Tuesday 31 May 2011

...of the Chauvet cave

Silence. I turn off the helmet lamp. A darkness. In the darkness the silence becomes encyclopedic, condensing everything that has occurred in the interval between then and now.
On a rock in front of me, a cluster of red squarish dots. The freshness of the red is startling. As present and immediate as a smell, or as the colour of flowers on a June evening when the sun is going down. These dots were made by applying red oxide pigment to the palm of a hand and then pressing it against the rock. One particular hand has been identified on account of a disjointed little finger, and another imprint of the same hand was found elsewhere in the cave.
On another rock, similar dots, making an overall shape which is like the side view of a bison. The marks of the hands fill the animal's body.
Darkness.
Before the women, men and children arrived (there is a footprint of a child of about eleven in the cave) and after they left for good, the place was inhabited by bears. Probably also by wolves and other animals, but the bears were the masters with whom the nomads had to share the cave. On wall after wall, the scratches of bear paws. Footprints show where a bear walked with her cub, feeling her way in the dark.

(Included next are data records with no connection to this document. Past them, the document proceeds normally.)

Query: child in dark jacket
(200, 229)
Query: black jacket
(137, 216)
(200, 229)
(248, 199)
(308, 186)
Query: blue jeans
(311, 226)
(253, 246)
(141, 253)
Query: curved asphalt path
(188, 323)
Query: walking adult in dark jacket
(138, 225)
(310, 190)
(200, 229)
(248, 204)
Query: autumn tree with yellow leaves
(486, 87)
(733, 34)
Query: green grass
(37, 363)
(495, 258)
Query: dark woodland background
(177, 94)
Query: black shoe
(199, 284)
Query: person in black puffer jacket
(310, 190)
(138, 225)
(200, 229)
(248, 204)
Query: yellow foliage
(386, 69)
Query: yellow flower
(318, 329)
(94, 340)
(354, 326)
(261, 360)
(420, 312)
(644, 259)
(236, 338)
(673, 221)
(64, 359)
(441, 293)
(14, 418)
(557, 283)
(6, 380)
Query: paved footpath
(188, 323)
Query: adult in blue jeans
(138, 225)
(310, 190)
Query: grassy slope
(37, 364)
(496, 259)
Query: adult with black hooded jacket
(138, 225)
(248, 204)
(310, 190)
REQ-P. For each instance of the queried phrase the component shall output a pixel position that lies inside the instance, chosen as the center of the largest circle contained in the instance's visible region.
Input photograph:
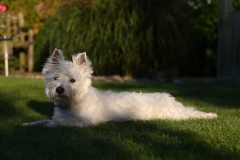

In the largest and most central of the cave's chambers, which is fifteen metres high, there are numerous wallows or depressions in the clay on the ground where bears lay asleep during their winter hibernation. One hundred and fifty bear skulls have been found here. One of them had been solemnly placed - probably by a Cro-Magnon - on a kind of rock plinth in the furthest reach of the cave.
Silence.
In the silence, the extent and size of the place begins to count for more and more. The cave is half a kilometre long and sometimes fifty metres wide. Geometrical measurements, however, do not apply because one is inside something like a body.